Als Beispiele nennt al-Ghazālī zunächst physikalische Erklärungen für die Mond- und Sonnenfinsternis, um sogleich festzustellen, dass auch hier eine Widerlegung zwecklos ist, ja sogar der Religion schaden würde. Seine Begründung lautet:
Denn diese Dinge basieren auf geometrischen und arithmetischen Beweisen (burhān), die keinen Raum für Zweifel lassen. (S. 6)
Für al-Ghazālī gehören Erkenntnisse der mathematischen Physik also offensichtlich zur Kategorie des notwendigen Wissens, das durch logische Beweisverfahren unwiderleglich feststeht. Dieser Frage wollen wir jetzt nicht nachgehen, sondern lediglich festhalten, worauf es al-Ghazālī hier wirklich ankommt, nämlich auf die Feststellung, dass es diese Art von zweifelsfreiem, sicherem Wissen gibt, das auf Beweisen basiert, die den Regeln der syllogistischen Logik folgen.
Und da dieses Wissen nach al-Ghazālī nicht in Gegensatz zu religiösem Wissen steht, macht es keinen Sinn, es widerlegen zu wollen oder seine Widerlegung gar zur religiösen Pflicht zu erheben. Denn wer dies auch in der guten Absicht der Verteidigung der Religion unternimmt, kann sich angesichts des Status der Gewissheit dieser Erkenntnisse nur lächerlich machen und letztlich die Arbeit der Feinde der Religion dadurch sogar erleichtern.
Wie das Sprichwort sagt: Ein rationaler (ʿāqil) Feind ist besser als ein unwissender (dschāhil) Freund. (S. 6)
Im folgenden Beispiel macht al-Ghazālī noch eine aufschlussreiche Bemerkung: Und sollte es doch eine den Regeln der Überlieferung entsprechende Aussage der Offenbarung geben, die einer notwendigen Erkenntnis widerspricht, so muss man von deren äußerer Bedeutung (dhāhir) zu einer anderen übergehen, statt die bewiesene und daher zweifelsfrei gewisse Aussage (qatʿī) zu verwerfen. Diese Umdeutung zur Auflösung eines vermeintlichen Widerspruches nennt al-Ghazālī an dieser Stelle ausdrücklich taʾwīl. Wir treffen hier also auf eine weitere Formulierung des qānūn at-taʾwīl.

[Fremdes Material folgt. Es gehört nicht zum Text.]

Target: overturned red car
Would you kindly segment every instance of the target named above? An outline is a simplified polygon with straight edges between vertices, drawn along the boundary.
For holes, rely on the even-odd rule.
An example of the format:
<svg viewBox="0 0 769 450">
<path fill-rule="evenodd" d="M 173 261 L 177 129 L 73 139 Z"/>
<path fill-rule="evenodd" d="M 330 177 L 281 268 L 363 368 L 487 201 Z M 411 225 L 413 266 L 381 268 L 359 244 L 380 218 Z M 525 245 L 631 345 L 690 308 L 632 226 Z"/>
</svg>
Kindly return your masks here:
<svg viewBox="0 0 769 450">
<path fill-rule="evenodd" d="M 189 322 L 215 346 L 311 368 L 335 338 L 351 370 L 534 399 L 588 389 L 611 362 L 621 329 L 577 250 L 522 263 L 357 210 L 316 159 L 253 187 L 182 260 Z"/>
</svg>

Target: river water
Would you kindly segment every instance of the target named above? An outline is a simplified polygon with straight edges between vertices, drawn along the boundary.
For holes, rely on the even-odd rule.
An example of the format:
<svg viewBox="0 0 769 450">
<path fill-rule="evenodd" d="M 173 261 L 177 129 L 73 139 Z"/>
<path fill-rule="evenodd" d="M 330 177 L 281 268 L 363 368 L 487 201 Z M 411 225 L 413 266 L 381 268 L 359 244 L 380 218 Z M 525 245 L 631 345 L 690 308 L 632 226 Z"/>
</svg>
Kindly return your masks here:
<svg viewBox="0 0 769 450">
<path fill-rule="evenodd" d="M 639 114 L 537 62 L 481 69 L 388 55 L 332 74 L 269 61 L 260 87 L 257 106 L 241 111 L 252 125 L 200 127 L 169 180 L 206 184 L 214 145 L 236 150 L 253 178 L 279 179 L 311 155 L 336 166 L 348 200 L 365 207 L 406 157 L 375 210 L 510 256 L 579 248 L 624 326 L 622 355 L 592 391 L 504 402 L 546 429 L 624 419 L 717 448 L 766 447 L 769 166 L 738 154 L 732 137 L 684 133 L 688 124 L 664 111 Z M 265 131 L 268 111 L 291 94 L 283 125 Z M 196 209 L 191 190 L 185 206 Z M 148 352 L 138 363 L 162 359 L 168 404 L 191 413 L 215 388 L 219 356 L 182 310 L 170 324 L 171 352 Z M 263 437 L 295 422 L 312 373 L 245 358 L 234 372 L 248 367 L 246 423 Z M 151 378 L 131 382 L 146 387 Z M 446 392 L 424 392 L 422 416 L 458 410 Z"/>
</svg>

In einem letzten Beispiel bringt al-Ghazālī noch einmal deutlich seine Auffassung zum Ausdruck, dass eine Wissenschaft wie die Mathematik gegenüber der Offenbarung neutral ist.
Es geht hier nämlich um die Untersuchung der Welt, ob ihr Sein einen Anfang in der Zeit hat oder ur-ewig ist. Wenn ihr Anfang in der Zeit erwiesen ist, ist es gleichgültig, ob sie eine Kugel oder ein einfaches Ding oder ein Oktagon oder ein Hexagon ist [...] (S. 7)
al-Ghazālī führt noch einige weitere Beispiele für Beschreibungen der mathematischen Physik an. Kurz gesagt, diese machen keinen Unterschied. Ein Bewusstsein davon, dass in die mathematischen Theorien selbst wie zum Beispiel die euklidische Geometrie sehr allgemeine Vorstellungen über den Raum und in die Physik ganz bestimmte Vorstellungen über Raum und Zeit eingehen, deren Übereinstimmung mit dem islamischen Denken allererst zu prüfen wäre, lässt sich bei al-Ghazālī nicht erkennen. Er setzt dabei im Gegenteil einfach voraus, dass dieses Wissen keinerlei metaphysische Voraussetzungen besitzt, ja es scheint ihm überhaupt nicht in den Sinn zu kommen, dass es anders sein könnte.
Der nächste Abschnitt über den dritten Teil sei wieder vollständig zitiert, da er das zentrale Vorhaben des Tahāfut anspricht:
Der dritte Teil ist derjenige, in dem der Disput sich auf einen der Grundsätze (usūl) der Religion (dīn) bezieht, wie das Aufrechterhalten der Lehre vom zeitlichen Hervorgehen der Welt und der Attribute (sifāt) des Schöpfers, den Beweis der Auferstehung der Leiber und Körper. Dies alles wurde (von den falāsifa) geleugnet. Es ist dieses Gebiet und seinesgleichen, auf dem man die Falschheit ihrer Lehre aufweisen muss. (S. 7)
al-Ghazālī bestimmt ganz klar, welchem Auswahlkriterium er bei seiner Erwiderung auf die falāsifa folgt. Er sucht die Thesen heraus, die mit den Grundsätzen der Religion (usūl ad-dīn) in Konflikt stehen und schickt sich an, diese zu widerlegen. Der Ausgangspunkt ist also nicht ein allgemeines und unbestimmtes Interesse an philosophischen Fragen, sondern die Absicht, die Grundsätze der Offenbarung gegen die Angriffe der falsafa zu verteidigen. Der qānūn at-taʾwīl kommt mithin von Anfang an zur Anwendung.